In what follows $$K(\cdot)$$ is used to denote prefix-free Kolmogorov Complexity with respect to an appropriate Turing-complete programming language.

Approximable dynamical systems:

A dynamical system $$f$$ that evolves on a compact metric space $$(X,\lVert \cdot \rVert)$$:

$$\forall x_n \in X, x_{n+1} = f \circ x_n$$

$$f^{n+1} = f \circ f^n$$

is said to be $$\epsilon$$-approximable if it satisfies the following conditions:

$$1.$$ There exists a finite set $$\Sigma \subset X$$ such that:

$$\forall x \in X \exists x’ \in \Sigma, \lVert x-x’ \rVert < \epsilon$$

which implies that a sufficiently large dataset $$\Sigma$$ is a suitable approximation of $$X$$.

$$2.$$ The algorithmic complexity of $$f$$ is bounded:

$$\exists N \in \mathbb{N}, N \cdot \log_2 \lvert \Sigma \rvert \leq \max_{x \in \Sigma} K(\{f^n \circ x\}_{n=1}^{\infty}) \leq (N+1) \cdot \log_2 \lvert \Sigma \rvert$$

which implies that given an initial state it is possible to simulate $$f$$ on a computer with finite memory. As a concrete example, if $$f$$ is computable and periodic then the shortest program returned by $$K(\{f^n \circ x\}_{n=1}^{\infty})$$ can’t be longer than the minimum description length of $$(f, x, \infty)$$.

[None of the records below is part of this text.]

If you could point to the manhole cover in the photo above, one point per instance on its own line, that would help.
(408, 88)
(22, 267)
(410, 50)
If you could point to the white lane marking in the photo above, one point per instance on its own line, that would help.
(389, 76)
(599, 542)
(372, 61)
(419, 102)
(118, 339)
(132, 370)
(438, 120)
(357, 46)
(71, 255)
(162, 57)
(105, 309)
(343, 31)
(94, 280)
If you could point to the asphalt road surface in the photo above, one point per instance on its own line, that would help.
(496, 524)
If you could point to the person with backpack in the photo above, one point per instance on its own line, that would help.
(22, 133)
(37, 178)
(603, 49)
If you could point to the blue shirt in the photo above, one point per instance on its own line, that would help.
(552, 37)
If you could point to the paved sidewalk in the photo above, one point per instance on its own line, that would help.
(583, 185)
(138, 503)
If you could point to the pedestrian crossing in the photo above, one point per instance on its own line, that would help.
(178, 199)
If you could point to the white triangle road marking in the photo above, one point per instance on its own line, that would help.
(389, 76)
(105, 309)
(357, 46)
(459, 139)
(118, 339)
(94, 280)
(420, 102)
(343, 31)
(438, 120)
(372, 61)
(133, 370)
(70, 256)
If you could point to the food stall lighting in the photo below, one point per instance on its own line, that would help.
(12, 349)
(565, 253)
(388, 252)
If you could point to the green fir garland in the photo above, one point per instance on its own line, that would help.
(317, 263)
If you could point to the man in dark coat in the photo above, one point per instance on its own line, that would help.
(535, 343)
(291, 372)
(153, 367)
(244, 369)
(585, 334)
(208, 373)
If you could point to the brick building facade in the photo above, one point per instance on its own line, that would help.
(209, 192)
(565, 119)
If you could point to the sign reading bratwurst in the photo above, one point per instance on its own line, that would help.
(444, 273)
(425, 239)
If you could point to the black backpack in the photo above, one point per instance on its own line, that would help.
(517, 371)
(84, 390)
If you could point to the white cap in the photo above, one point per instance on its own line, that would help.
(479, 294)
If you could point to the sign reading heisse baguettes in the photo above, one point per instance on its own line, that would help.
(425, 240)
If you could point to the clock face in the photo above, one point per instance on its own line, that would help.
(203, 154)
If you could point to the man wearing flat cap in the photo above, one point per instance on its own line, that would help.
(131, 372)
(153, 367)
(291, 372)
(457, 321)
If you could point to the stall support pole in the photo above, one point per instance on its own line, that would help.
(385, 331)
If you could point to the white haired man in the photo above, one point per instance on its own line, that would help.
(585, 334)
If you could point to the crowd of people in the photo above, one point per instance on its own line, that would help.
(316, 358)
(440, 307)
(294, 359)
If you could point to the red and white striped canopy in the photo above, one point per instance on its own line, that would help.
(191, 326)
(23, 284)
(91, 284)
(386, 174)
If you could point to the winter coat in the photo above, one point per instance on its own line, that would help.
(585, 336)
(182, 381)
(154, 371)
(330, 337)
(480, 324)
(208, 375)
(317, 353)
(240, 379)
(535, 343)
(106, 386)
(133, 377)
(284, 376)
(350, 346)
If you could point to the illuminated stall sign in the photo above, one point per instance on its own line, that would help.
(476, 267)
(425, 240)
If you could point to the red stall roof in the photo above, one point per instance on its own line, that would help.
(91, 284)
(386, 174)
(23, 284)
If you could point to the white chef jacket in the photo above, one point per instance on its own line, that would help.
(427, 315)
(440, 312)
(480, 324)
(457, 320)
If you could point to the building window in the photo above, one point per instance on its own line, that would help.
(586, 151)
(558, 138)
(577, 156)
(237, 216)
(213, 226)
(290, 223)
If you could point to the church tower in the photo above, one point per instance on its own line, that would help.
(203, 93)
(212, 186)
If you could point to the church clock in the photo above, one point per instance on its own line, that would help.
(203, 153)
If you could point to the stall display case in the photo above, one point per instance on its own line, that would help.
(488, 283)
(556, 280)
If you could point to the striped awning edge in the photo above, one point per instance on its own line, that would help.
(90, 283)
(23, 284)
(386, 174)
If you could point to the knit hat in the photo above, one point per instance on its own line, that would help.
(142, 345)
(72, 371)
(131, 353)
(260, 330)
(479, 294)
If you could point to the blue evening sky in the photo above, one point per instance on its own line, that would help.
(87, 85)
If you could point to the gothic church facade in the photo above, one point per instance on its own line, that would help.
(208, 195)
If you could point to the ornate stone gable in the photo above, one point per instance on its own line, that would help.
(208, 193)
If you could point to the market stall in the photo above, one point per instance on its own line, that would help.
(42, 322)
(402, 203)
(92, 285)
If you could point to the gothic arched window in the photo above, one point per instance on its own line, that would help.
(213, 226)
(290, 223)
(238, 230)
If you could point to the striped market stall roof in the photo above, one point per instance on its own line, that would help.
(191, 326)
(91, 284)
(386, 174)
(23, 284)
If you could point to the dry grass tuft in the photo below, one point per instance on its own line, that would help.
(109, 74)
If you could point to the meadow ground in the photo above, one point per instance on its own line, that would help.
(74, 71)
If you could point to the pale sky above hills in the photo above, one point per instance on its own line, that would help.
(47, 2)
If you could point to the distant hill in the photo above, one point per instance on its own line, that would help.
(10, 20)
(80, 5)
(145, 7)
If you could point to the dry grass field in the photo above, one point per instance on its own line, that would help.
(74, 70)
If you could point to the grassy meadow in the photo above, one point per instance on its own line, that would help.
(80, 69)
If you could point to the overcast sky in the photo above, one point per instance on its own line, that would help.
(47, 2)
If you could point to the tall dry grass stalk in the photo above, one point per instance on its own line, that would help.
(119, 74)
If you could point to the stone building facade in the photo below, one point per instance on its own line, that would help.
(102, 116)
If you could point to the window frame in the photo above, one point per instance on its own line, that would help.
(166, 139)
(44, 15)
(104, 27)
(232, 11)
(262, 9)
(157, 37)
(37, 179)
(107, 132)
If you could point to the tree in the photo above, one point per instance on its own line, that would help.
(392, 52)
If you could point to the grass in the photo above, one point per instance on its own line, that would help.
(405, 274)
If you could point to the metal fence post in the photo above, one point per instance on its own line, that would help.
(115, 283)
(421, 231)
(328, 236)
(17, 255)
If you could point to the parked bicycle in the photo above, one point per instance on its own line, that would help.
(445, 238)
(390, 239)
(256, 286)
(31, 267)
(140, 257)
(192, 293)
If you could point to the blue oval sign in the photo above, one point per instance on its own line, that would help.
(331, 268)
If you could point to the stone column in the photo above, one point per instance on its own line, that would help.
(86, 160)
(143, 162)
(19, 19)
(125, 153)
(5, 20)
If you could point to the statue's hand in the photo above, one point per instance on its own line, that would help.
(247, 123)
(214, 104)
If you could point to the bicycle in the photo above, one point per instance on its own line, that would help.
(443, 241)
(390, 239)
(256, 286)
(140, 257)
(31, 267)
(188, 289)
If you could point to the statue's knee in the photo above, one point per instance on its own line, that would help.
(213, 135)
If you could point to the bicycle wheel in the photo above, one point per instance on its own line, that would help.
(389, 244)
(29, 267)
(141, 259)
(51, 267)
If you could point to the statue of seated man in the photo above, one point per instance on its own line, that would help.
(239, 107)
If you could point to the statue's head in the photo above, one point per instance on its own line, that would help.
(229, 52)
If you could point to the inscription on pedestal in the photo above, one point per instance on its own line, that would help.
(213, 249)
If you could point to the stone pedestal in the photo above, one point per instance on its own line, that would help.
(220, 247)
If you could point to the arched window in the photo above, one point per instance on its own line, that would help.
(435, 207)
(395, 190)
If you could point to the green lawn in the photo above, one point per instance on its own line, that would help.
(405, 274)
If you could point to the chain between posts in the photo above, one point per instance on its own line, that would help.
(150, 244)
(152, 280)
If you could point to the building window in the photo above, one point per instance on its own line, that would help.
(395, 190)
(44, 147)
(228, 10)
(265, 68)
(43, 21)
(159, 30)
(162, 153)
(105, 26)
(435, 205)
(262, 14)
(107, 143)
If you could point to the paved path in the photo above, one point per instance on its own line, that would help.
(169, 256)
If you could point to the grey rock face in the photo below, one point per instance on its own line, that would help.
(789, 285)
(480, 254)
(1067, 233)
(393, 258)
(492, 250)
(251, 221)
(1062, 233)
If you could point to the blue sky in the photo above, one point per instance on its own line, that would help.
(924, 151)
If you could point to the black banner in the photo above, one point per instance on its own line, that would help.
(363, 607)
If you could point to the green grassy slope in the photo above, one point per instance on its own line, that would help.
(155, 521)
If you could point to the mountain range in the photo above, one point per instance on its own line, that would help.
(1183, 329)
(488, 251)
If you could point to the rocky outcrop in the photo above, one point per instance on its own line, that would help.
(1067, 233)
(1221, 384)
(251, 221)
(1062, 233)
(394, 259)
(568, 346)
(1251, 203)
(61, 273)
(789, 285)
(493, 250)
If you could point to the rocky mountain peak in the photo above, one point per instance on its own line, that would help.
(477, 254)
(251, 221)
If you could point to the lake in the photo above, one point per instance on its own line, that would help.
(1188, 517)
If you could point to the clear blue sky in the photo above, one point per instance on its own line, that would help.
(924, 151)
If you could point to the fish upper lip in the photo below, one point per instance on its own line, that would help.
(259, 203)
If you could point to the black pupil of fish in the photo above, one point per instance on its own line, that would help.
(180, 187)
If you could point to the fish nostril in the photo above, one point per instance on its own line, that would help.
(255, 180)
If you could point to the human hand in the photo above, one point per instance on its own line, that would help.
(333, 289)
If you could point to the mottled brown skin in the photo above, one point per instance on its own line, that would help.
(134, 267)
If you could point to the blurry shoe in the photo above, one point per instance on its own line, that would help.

$$3.$$ There exists a space of computable functions $$F$$ with $$\hat{f} \in F$$ satisfying $$K(\hat{f}) \sim N \cdot \log \lvert \Sigma \rvert$$ and:

$$\forall x \in \Sigma \forall N \in \mathbb{N}, \frac{\sum_{n=1}^N \lVert \hat{f}^n \circ x - f^n \circ x \rVert}{N} < \epsilon$$

which implies finite-precision sensitivity to initial conditions. This is a fundamental constraint on real-world machine learning as the correct model can’t be too sensitive to the choice of random seed for example. In addition, (5) implies that a suitable loss function $$\mathcal{L}(f,\hat{f})$$ may be readily derived from the metric $$\lVert \cdot \rVert$$.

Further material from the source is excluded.